LTL24™ is a software tool for querying and verification of event-level football data collected and marketed by Opta in the form of "F24 feeds". The tool uses a formal specification of queries and requirements inspired by Linear Temporal Logic. This modal logic design enables the user to make context-sensitive queries which are impossible or (at best) cumbersome with SQL, and consequently ensure F24 data integrity at the cross-event level. An additional application of this system is querying of the data, based on the idea that searching for a feature is dual to proving the negation of that feature.

Motivating example

Consider the following requirement:

A shot on target (Event type 15) must be immediately followed by a save (Event type 10).

This requirement cannot be checked against given F24 match data if that data resides in an unannotated SQL database because the Event objects carry no information about what precedes or follows them. Moreover, even if the database is annotated with temporal ordering of Events, the appropriate SQL query is still relatively cumbersome and inefficient. By contrast, LTL24 expresses it in an entirely natural fashion as:

always(type_id=15 implies (next type_id=10))

using LTL's temporal modalities always and next, and the propositional connective implies.

Installation

To use LTL24, you first need to install the Glasgow Haskell Compiler and the xml, parsec and datetime packages from hackage.haskell.org. Then compile the sources with $ ghc Main.hs.

Example session

At the moment, LTL24 is an interactive console system. Bundled with this project is a file specs.txt with two sample requirements:

halves: exists (type_id=32 and period_id=1 and next (exists (type_id=32 and period_id=2)));

saves: always (type_id=15 implies (next type_id=10));

The halves requirement means simply that first and second half start events exist and the start of the second must follow the start of the first.
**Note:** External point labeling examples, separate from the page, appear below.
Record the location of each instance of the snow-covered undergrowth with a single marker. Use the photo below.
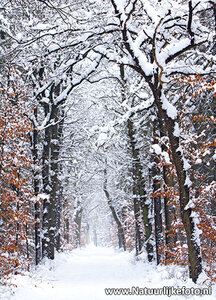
(84, 274)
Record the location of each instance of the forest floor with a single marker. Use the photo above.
(84, 274)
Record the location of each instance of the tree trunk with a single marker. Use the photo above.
(36, 192)
(195, 261)
(141, 207)
(121, 234)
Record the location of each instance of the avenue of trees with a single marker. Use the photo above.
(107, 130)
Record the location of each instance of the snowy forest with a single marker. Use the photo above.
(107, 132)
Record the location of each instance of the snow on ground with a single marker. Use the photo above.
(83, 274)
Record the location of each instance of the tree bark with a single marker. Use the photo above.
(194, 251)
(121, 234)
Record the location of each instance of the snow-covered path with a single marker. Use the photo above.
(84, 274)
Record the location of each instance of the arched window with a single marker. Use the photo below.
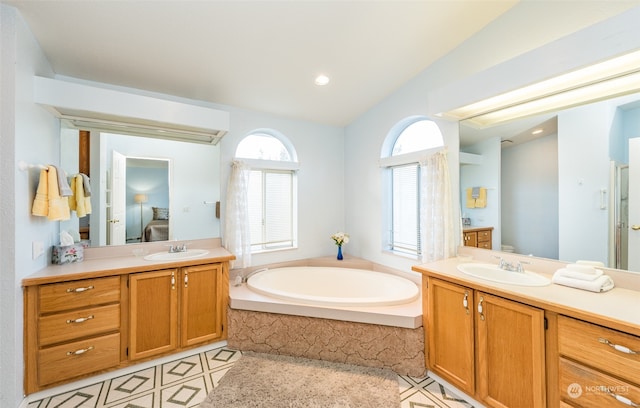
(405, 146)
(271, 191)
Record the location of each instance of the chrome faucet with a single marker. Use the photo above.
(178, 248)
(509, 266)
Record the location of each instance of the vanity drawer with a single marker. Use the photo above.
(76, 324)
(76, 294)
(484, 236)
(585, 387)
(74, 359)
(587, 343)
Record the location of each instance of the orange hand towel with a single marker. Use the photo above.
(41, 202)
(481, 201)
(58, 206)
(471, 202)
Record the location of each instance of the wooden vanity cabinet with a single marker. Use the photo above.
(174, 308)
(489, 347)
(78, 328)
(71, 329)
(598, 366)
(477, 237)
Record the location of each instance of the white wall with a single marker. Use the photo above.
(27, 133)
(583, 168)
(530, 197)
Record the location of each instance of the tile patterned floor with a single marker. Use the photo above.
(185, 382)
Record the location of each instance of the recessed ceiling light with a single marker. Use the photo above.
(322, 80)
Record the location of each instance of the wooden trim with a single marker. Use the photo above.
(30, 298)
(552, 359)
(84, 152)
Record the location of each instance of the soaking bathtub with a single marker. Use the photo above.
(329, 286)
(346, 294)
(345, 315)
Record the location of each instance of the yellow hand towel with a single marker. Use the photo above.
(58, 206)
(41, 202)
(471, 202)
(481, 201)
(72, 197)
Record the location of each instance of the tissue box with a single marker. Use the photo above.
(62, 254)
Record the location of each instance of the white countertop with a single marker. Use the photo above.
(119, 264)
(618, 308)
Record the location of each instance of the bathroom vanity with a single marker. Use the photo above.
(102, 314)
(548, 346)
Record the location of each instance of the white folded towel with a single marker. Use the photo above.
(590, 263)
(602, 283)
(584, 269)
(577, 274)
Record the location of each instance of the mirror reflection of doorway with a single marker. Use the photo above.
(147, 199)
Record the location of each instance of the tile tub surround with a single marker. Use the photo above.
(390, 337)
(371, 345)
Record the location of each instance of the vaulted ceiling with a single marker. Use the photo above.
(259, 55)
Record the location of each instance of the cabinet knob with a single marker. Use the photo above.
(80, 319)
(465, 301)
(80, 351)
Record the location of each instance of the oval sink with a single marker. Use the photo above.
(176, 256)
(494, 274)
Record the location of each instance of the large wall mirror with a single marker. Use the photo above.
(143, 189)
(566, 192)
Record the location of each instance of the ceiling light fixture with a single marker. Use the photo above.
(322, 80)
(615, 77)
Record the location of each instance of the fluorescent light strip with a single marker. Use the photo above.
(607, 89)
(594, 74)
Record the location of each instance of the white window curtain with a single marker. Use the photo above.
(436, 209)
(237, 238)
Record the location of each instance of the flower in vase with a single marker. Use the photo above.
(340, 238)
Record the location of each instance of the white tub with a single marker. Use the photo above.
(317, 285)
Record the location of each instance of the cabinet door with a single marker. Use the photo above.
(510, 353)
(471, 239)
(201, 313)
(153, 313)
(450, 328)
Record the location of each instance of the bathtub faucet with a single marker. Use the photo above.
(509, 266)
(240, 279)
(178, 248)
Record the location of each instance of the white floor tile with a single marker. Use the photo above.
(185, 382)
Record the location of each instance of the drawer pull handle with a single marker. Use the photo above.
(624, 400)
(80, 319)
(465, 301)
(79, 290)
(618, 347)
(80, 351)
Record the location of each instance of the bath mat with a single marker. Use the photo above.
(274, 381)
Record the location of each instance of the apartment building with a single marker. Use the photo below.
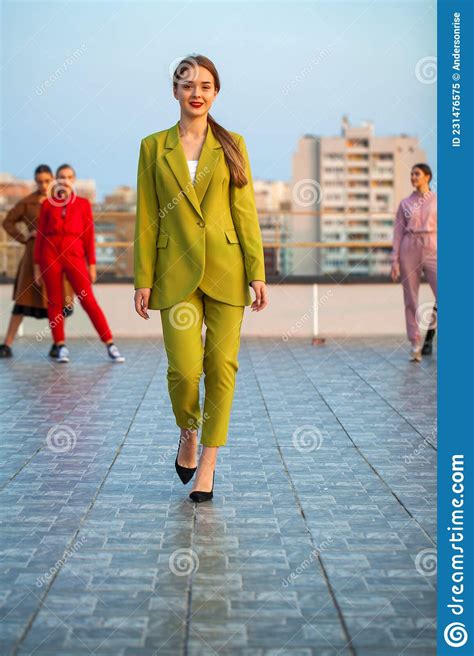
(347, 189)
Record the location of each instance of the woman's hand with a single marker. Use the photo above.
(395, 272)
(142, 296)
(37, 274)
(261, 299)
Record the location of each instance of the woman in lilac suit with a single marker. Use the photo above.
(415, 252)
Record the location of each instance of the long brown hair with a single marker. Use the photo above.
(187, 70)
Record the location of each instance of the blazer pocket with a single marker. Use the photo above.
(162, 240)
(231, 236)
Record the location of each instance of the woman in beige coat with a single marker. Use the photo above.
(30, 299)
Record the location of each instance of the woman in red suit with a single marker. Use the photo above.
(65, 244)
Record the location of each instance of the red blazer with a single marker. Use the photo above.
(66, 229)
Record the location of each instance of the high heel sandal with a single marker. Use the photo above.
(185, 473)
(200, 496)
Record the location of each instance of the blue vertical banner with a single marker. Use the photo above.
(455, 631)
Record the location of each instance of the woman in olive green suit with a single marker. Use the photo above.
(198, 250)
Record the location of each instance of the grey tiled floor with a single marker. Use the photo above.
(320, 539)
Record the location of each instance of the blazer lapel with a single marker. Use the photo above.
(207, 163)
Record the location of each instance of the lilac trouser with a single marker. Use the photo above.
(417, 254)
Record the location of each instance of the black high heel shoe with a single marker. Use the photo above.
(199, 496)
(185, 473)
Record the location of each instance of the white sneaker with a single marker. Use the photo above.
(114, 353)
(415, 353)
(63, 354)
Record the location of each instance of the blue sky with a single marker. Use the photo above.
(108, 62)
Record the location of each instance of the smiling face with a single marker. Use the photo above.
(195, 92)
(419, 179)
(43, 181)
(66, 179)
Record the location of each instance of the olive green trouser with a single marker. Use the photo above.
(188, 358)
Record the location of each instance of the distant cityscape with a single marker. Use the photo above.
(343, 189)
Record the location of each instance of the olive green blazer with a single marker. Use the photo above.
(189, 235)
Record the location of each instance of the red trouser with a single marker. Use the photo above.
(75, 268)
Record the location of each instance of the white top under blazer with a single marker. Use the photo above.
(192, 165)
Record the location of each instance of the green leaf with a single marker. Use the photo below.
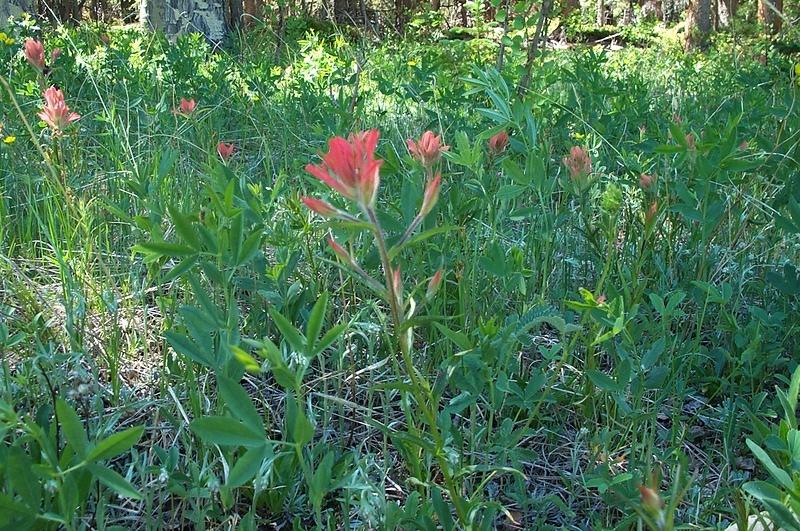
(183, 226)
(161, 248)
(442, 510)
(72, 427)
(315, 320)
(114, 481)
(226, 431)
(183, 266)
(780, 475)
(651, 356)
(603, 381)
(239, 403)
(115, 444)
(250, 248)
(185, 346)
(394, 251)
(302, 430)
(247, 466)
(321, 480)
(291, 334)
(460, 339)
(330, 336)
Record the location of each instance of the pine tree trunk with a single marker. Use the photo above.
(175, 17)
(698, 24)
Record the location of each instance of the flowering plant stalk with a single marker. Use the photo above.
(351, 169)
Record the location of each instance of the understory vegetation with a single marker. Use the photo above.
(567, 307)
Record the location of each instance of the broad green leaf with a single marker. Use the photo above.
(330, 336)
(291, 334)
(186, 347)
(603, 381)
(183, 226)
(302, 430)
(780, 475)
(321, 480)
(651, 356)
(247, 466)
(114, 481)
(237, 400)
(226, 431)
(160, 248)
(458, 338)
(115, 444)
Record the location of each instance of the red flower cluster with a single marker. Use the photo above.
(55, 112)
(350, 167)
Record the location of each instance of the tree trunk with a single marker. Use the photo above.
(767, 16)
(175, 17)
(698, 24)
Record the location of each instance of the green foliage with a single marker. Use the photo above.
(592, 333)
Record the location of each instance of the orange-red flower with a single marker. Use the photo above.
(578, 163)
(186, 107)
(428, 149)
(55, 112)
(498, 143)
(350, 166)
(34, 53)
(225, 150)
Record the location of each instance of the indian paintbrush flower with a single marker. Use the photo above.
(428, 149)
(578, 163)
(55, 112)
(350, 167)
(34, 53)
(186, 107)
(225, 150)
(498, 143)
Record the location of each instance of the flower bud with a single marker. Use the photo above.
(34, 53)
(498, 143)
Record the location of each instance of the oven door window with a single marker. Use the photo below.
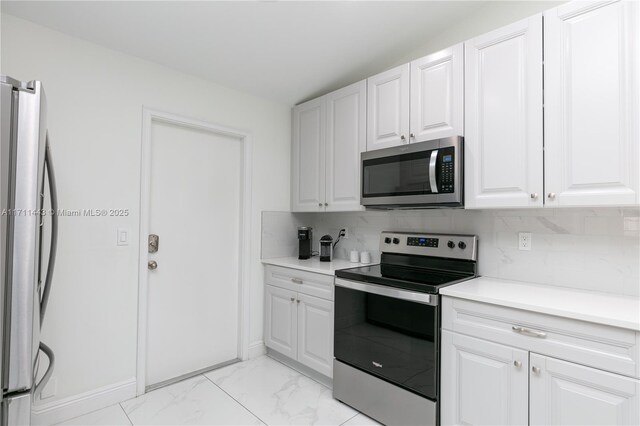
(405, 174)
(393, 339)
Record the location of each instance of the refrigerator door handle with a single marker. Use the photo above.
(54, 233)
(47, 374)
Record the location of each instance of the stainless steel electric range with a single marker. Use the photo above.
(387, 325)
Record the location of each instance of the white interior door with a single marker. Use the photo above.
(194, 208)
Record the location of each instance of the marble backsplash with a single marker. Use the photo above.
(592, 249)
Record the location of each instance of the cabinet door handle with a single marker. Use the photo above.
(529, 332)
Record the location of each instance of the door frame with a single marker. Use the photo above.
(149, 116)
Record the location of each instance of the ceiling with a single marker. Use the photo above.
(286, 51)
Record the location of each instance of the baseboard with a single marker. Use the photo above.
(257, 349)
(77, 405)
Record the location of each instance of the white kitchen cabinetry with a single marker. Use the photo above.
(315, 333)
(564, 393)
(388, 108)
(329, 133)
(281, 320)
(503, 114)
(437, 95)
(299, 317)
(483, 383)
(589, 155)
(592, 115)
(346, 139)
(510, 371)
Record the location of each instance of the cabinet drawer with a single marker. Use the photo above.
(599, 346)
(317, 285)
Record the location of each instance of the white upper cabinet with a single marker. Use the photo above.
(563, 393)
(329, 133)
(346, 139)
(308, 156)
(592, 85)
(388, 108)
(437, 95)
(504, 117)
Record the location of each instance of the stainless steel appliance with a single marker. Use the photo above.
(305, 235)
(387, 325)
(326, 248)
(419, 175)
(25, 161)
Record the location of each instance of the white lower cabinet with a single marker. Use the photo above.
(297, 324)
(281, 320)
(564, 393)
(482, 383)
(486, 382)
(315, 333)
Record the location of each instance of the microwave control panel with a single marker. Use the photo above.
(447, 171)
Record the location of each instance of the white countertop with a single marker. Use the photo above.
(313, 264)
(602, 308)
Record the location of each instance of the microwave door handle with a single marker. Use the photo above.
(432, 171)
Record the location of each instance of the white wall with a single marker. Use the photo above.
(95, 99)
(589, 249)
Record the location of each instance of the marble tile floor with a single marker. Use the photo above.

Also in the project is the f24sample.xml file, which is an anonymized -- names, dates and IDs altered, otherwise untouched -- F24 coding of a recent football game (unfortunately I was denied permission from Opta to include the original file). The following sample session lets us determine if the file satisfies the two requirements:

marek@jules:/home/marek/Projects/ltl24 (master)$ ./Main
Welcome to LTL24 v0.1.0.
LTL24$ help
Available commands: quit, help, about, load, status, verify, drop.
LTL24$ help load
load -- add games or specs to the active environment.
USAGE: load [game | spec] <filename>
       load spec inline <name>:<formula>
LTL24$ load spec specs.txt
0 game(s).
2 spec(s): halves, saves.
LTL24$ load game f24sample.xml
1 game(s): 476843.
2 spec(s): halves, saves.
LTL24$ verify
Verifying game 476843.
halves: passed
saves: failed
LTL24$ quit
Really quit [y/n]? y
Bye.

As we see, the halves requirement is satisfied by this data file, but saves is not. There must be a shot on target in the Event stream that is not immediately followed by a save. In the future versions (if any) of the software, the actual instance of the Event violating the requirement (known as "counterexample") should be produced, enabling the user to search for patterns of interest by attempting to prove their negation.